Uma outra ação do professor consiste em escolher as obras literárias e/ou gêneros que propiciem um maior envolvimento do grupo e sejam adequados ao objetivo do trabalho proposto. No nosso caso, escolhemos os contos maravilhosos, por serem histórias universais, que, por razões culturais, fazem parte do conhecimento de mundo dos alunos, inclusive daqueles que nunca freqüentaram biblioteca e nem tiveram acesso aos livros. Ao serem apresentados o título, os personagens, os alunos identificam elementos que fazem parte de aventuras emocionantes, ora dramáticas, ora divertidas, que desafiam leitores e não leitores infanto-juvenis.

Outra ação importante a ser feita pelo professor é a proposta de registrar o resultado da leitura, sendo esta uma forma de fixação importante, para a ampliação do saber do aluno. Pode ser um desenho, que, ao mesmo tempo em que cumpre esta função, também contribui para a manutenção do prazer e para a expressão da leitura individualizada do aluno. Além do desenho, a verbalização feita por intermédio de um pequeno comentário abre espaço para o exercício escrito decorrente da leitura. Acrescente-se a isso o fato de o registro se constituir um meio eficaz para que o aluno vá construindo sua história de leitura, pessoal e única, e possa participar da história de leitura de todo o grupo.

O terceiro eixo diz respeito à utilização da biblioteca como dispositivo pedagógico facilitador. Leitura pede silêncio, tranqüilidade e um ambiente agradável. Além disso, o espaço da biblioteca também exige do usuário determinado tipo de comportamento no que diz respeito ao cumprimento de algumas regras como: não correr, não falar alto, não comer, não beber, não sair com livro sem avisar. Esses fatores reforçam a importância de regras e combinados com os alunos, como mencionamos acima, e dão relevância a atitudes e rotinas que vão desde o silêncio necessário durante a leitura até os procedimentos necessários para a renovação de um empréstimo de livro.

Um outro fator inerente a esse espaço é ter acesso ao acervo e empréstimo de livros. Nele o aluno tem a oportunidade de adquirir o hábito de ir às estantes e

explorar o acervo livremente, ou “tutelado” pelo professor mediador, o que é essencial na formação do usuário de biblioteca. Ter a oportunidade de estar com os livros, explorá-los, escolher um título para empréstimo e levá-lo para casa concretiza, para os alunos, o papel de leitores.

O empréstimo de livros viabiliza a experiência do aluno de aproximar-se efetivamente da leitura, para além do espaço da biblioteca. Dessa forma, o livro, e, conseqüentemente, a leitura, participam de maneira concreta da vida pessoal e social do aluno. Retirar um livro da biblioteca e levá-lo para casa é poder vivenciar a experiência de ser leitor. Devolvê-lo no tempo certo e sem danos é respeitar regras e vivenciar a experiência de leitor socialmente comprometido.
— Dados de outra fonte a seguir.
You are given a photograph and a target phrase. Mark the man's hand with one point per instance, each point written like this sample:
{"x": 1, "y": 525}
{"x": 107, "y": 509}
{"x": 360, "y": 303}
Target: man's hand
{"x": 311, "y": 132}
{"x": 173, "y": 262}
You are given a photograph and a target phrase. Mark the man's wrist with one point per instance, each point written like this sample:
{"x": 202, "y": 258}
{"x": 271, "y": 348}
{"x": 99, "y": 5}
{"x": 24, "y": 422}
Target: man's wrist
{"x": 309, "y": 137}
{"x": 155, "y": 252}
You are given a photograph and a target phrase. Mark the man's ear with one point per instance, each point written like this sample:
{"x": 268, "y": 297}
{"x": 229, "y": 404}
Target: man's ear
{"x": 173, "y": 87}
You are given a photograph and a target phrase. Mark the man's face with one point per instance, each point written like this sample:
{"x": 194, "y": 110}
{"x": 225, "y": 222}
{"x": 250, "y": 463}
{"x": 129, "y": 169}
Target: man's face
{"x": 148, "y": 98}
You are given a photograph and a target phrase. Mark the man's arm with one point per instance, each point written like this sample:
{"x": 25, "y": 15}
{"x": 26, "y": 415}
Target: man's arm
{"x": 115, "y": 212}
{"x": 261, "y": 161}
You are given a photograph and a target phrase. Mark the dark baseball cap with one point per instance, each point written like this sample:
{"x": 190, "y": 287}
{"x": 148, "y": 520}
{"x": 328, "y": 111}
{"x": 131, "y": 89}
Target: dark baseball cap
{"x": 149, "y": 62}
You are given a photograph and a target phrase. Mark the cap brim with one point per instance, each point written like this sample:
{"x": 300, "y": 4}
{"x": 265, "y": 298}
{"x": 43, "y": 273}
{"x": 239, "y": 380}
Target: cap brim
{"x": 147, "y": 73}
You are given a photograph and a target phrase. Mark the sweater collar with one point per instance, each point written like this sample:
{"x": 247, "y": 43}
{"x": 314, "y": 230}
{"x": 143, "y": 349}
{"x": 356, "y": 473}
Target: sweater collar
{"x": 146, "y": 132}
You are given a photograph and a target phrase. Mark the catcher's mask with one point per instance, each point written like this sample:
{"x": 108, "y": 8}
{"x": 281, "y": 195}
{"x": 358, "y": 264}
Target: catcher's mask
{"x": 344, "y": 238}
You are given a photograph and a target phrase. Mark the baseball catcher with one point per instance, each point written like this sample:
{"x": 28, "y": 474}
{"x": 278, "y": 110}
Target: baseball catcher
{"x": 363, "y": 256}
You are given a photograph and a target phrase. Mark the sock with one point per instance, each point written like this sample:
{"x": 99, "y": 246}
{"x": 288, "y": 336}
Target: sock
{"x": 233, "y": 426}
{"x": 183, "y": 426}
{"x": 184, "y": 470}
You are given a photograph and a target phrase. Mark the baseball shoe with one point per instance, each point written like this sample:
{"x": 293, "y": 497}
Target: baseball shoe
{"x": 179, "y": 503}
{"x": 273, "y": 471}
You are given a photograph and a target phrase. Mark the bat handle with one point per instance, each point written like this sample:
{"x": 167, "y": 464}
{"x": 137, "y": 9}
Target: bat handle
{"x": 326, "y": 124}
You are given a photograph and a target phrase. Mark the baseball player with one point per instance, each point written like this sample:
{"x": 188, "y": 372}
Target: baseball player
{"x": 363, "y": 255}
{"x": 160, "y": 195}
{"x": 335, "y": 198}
Outrossim, o fato de tomar contato com uma organização de informação, presente na biblioteca, mostra para o aluno sua importância social. O grande número de informações presentes em diversos suportes, como livros, vídeos, CDs, jornais, revistas etc. ganham, na visão do aluno um arranjo próprio e seu contato com essa diversidade o capacita para que ele possa vir a ser, em outro momento, um usuário autônomo de biblioteca.

A rotina, conquistada com um trabalho semanal e sistemático, na mesma hora, no mesmo lugar, usando as mesmas estratégias, cumprindo todos os momentos durante os encontros, permite que o trabalho se desenvolva com segurança, para o aluno e para o professor. Esta previsibilidade, que faz parte da rotina, vincula o aluno e lhe dá segurança, na medida em que ele sente familiaridade com o trabalho.

A leitura mediada realizada na biblioteca escolar busca ser um estímulo a mais para levar o aluno à leitura autônoma, principalmente se o aluno tiver acesso ao acervo, se for mediado pelo professor em suas escolhas e se a biblioteca tiver disponíveis para empréstimos os títulos lidos durante a leitura mediada.